Northern Bank headquarters, which holds cash for business clients and for the bank’s network of ATMs, was targeted in what appeared to be a meticulously planned operation. A busy weekend of trading swelled the amount of money in the vault, just days before Christmas and at the height of the Christmas shopping season. The amount taken is roughly equivalent to Belfast city centre shop takings for the week leading up to Christmas.

Two senior Northern Bank officials were forced to cooperate in the robbery, as their families were taken hostage on Sunday by gang members posing as police, The officials went to work as normal on Monday, having to facilitate other gang members gaining access to the bank vault after closing time.

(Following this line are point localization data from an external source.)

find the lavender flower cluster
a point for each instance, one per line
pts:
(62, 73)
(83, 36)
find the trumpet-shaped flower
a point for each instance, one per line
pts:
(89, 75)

The cash haul weighed around 20 tons and would have filled 3,000 large holdalls (sports bags), according to estimates. The operation is believed to have involved up to 20 participants and took over 24 hours to carry out. Police are not ruling out inside intelligence as a factor in the gang’s planning. The officials were released on Monday evening.

It is understood that no hostage has been hurt, though a female hostage is being treated for hypothermia after being left in a forest on Monday night. Police are studying a possible link between the robbers and a car found burnt out in a County Down forest.

Northern Bank, which maintains around a 30 per cent market share in Northern Ireland’s banking, and is affiliated to National Irish Bank in the Republic of Ireland. National Australia Bank recently sold Northern Bank to Denmark’s Danske Bank.

Northern Ireland’s three decades of civil conflict up to 1998 saw over 3,600 people killed, most of them civilians, as mostly Catholic Irish nationalists and republican paramilitaries, who want Northern Ireland to merge with the Republic of Ireland to the south, faced off against mostly Protestant unionists or loyalist counterparts who want to remain part of the United Kingdom. British soldiers flooded into Northern Ireland but were viewed by many nationalists as a hostile occupation force and were regularly targeted by the IRA.

Paramilitaries on both sides of the ethno-religious divide in Northern Ireland have maintained their criminal activities and networks — even as their guns largely fall silent. Widely regarded as the most effective criminal groups in Northern Ireland, paramilitaries maintain a diverse array of operations, with the IRA reputedly involved in cigarette and petrol smuggling, and loyalist groups selling drugs.